MIRRORING SUFFERING

The Upside Of Poverty: Compassion
THERE’S AN UPSIDE TO POVERTY: BEING POOR INCREASES YOUR COMPASSION, according to researchers at the University of California, Berkeley.
In three experiments carried out with college students, researchers found that students whose families reported the lowest incomes consistently tested for higher levels of compassion.
The research, “Class and Compassion: Socioeconomic Factors Predict Responses to Suffering,” was published in the December issue of the journal Emotion.
In addition to self-reporting feeling higher levels of compassion, lower-income students’ were able to detect stress and anxiety in others better in one experiment.
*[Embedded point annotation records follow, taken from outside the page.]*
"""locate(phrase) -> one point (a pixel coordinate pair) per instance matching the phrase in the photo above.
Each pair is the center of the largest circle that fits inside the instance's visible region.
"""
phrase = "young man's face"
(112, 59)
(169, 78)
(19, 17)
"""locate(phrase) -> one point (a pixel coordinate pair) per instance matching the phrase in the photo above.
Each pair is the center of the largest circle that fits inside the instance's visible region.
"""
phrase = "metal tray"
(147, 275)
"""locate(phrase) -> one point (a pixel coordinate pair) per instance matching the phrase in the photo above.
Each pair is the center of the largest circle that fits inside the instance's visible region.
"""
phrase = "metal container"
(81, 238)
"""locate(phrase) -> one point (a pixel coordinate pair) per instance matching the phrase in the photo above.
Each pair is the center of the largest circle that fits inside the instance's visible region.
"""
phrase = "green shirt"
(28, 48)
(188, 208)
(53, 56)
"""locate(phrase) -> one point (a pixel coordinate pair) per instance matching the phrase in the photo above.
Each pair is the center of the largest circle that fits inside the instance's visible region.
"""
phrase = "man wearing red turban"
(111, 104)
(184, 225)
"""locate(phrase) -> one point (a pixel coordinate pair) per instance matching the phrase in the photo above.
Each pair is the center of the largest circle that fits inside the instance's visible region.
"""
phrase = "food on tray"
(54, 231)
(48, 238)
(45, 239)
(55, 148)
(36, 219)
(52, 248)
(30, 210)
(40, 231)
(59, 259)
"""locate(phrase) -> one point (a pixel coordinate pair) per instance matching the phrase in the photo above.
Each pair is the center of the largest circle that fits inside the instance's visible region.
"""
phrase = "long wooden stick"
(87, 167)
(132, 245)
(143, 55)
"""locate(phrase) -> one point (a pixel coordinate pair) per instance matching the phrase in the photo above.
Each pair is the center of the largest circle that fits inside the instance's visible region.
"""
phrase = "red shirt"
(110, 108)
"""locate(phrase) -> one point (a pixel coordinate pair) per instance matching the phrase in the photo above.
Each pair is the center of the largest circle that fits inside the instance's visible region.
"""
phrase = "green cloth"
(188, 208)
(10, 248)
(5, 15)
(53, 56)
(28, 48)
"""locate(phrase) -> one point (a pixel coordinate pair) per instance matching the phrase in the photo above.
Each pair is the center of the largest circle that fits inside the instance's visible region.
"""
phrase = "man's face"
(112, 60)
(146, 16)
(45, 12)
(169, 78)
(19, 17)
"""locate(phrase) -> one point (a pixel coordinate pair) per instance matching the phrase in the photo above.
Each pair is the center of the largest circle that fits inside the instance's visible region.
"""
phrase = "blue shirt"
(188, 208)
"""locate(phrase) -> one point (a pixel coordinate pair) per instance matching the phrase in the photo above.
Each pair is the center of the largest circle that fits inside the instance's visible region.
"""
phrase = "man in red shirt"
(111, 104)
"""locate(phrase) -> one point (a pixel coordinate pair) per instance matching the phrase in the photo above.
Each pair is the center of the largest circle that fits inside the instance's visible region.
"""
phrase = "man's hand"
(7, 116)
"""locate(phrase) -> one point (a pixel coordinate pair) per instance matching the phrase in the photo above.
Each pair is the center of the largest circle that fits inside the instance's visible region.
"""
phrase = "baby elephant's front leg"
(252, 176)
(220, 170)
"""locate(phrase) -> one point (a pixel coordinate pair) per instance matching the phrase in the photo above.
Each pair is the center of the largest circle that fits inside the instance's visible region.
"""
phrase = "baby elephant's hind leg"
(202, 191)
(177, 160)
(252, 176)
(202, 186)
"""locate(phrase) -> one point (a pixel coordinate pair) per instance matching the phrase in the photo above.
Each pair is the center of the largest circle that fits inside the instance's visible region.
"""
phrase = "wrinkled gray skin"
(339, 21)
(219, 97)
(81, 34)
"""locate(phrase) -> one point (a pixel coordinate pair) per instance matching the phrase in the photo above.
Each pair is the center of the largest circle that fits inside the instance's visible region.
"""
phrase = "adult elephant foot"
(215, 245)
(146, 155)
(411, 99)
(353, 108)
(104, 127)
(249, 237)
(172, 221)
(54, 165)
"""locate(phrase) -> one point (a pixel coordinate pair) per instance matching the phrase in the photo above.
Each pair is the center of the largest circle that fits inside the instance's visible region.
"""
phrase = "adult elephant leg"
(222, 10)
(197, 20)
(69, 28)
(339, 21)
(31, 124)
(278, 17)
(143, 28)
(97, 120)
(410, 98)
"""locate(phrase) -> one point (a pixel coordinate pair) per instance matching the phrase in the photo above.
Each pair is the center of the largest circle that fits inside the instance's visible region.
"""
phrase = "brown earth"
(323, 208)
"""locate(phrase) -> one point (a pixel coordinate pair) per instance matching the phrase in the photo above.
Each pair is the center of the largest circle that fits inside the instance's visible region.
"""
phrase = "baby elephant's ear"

And, in a second, their heart rates slowed more than their well-off peers while viewing videos about a cancer-stricken child.
“We have found that, during compassion, the heart rate lowers as if the body is calming itself to take care of another person,” reports Jennifer Stellar, a Ph.D. psychology candidate at Stanford and co-author of the paper.
The studies’ findings were reported earlier this year widely in the media. “I wouldn’t say that upper-class people are being jerky,” Michael Kraus, a University of California-San Francisco, said at the time. “But they’re less aware of other people’s emotions. If a person is upset, they don’t see it. Similarly, if a person is happy and excited, they may not react to that either.
The study’s authors say their findings suggest “that attention to and recognition of suffering is a prerequisite step before compassion can take place.” They also hypothesize that this attentiveness among the poorer may be “an important strategy for those who chronically face challenges in their environments is to build and
maintain support systems with others….This strategy, consisting of elevated compassion and caretaking, would promote more reciprocity, which may be particularly important for
overcoming harsh environments.”
So now you know what your poor friends are nicer.